It is rational to demand quick and reliable evidence that whatever we have in front of us is relevant or interesting. Spending a lot of time finding out if it actually is by just consuming it would mean we would often waste precious time and attention on things that are not as good.
There is of course a trade-off here, since some important things do not look inviting (since they were made before the current attention economy) and some unimportant things masquerade as important. Smart agents balance the exploration with exploitation.
This is why reliable filtering and reviewing actually are key transhuman technologies. And why training to recognize the real cost and value of what you are doing is such a key transhuman virtue.
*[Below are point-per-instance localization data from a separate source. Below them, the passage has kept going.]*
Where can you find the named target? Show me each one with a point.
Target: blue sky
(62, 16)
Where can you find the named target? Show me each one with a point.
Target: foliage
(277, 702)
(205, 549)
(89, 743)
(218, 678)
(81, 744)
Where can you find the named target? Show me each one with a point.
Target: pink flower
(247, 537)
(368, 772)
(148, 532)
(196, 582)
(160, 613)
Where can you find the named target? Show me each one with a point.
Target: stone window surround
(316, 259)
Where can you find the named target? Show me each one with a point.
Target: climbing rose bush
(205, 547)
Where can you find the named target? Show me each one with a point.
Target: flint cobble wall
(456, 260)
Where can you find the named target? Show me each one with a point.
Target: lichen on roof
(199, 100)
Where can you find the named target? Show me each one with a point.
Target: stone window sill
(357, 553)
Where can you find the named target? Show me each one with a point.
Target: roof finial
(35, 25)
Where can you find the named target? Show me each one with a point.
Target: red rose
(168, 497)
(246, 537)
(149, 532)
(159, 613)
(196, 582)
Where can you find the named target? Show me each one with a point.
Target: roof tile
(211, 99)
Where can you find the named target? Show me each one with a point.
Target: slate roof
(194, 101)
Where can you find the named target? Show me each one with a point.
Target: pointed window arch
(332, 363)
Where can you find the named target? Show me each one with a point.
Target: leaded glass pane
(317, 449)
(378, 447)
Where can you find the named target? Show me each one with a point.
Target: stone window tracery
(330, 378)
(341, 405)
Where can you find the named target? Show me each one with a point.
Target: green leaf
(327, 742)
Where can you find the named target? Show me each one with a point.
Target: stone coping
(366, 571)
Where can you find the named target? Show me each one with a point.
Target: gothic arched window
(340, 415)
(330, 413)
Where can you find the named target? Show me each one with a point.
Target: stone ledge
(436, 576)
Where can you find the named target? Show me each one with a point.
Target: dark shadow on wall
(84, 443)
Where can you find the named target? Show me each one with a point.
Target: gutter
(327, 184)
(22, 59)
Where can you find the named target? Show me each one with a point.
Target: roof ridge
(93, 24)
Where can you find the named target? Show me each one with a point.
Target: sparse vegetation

This is (to me) an intuitively correct notion. I'm also struck by how extraordinarily
bad we are at filtering our various incoming data streams. We're accessing ever larger portion's of the world's information output, without a commensurate boost in discrimination.
In fact, we're so incapable of filtering that we often rely on our peers to do the job for us. Social networks are a useful but nonetheless inefficient way to sift for valuable information. Word of mouth can be hit or miss, possibly because of
cognitive biases that make us believe our friends are more similar to us than they may be.
Google
continues to work in the field of "attention management". Unfortunately the killer app has yet to be invented. Increasing privacy concerns may hinder Google's efforts to gather the kind of highly personalized information required for the task.
I, for one, would gladly trade away most of my privacy for an effective service to guide my attention.